Relative to men, women were more interested in receiving advice around illiquid assets as part of legacy planning, according to a UBS report on female wealth owners. 

When undergoing legacy planning, females prefer to receive advice around illiquid investments more than males, according to a UBS report titled «Women and Investing», at 61 percent compared to 50 percent, respectively.  

UBS noted that illiquidity did «not seem to be a prohibitive factor for women investors», citing research that suggests real estate is one of women's preferred asset classes. 

«The appeal of real estate investments to women can perhaps be attributed to its tangibility which makes an investment appear less risky either because of the greater familiarity and perceived understanding of the investment or because of the greater perceived permanence of tangible assets,» the report said. 

Physical Versus REIT

A noteworthy example of this difference can be seen through the types of real estate investments.

According to the report, men are «much more likely to list real estate investment trusts as their primary real estate investing method, while women are more likely to favor rental property» with data showing a narrowing gender buy-to-let gap.

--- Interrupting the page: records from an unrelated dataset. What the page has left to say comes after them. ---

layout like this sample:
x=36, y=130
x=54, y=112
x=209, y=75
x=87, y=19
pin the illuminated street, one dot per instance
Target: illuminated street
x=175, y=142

«However, it is important to note that direct real estate investments hold idiosyncratic risk and may not offer the best diversification. It is therefore important that women make these investment decisions within the context of their legacy portfolio,» UBS added.

Inheritance Plans

Of the key findings in the report, the largest difference by percentage points is related to inheritance and tax planning.

55 percent of women said they intend to leave an inheritance but do not have any plans in place and 37 of women said they do not understand the rules around inheritance tax. Men claim to have better knowledge of both at 41 percent and 25 percent, respectively.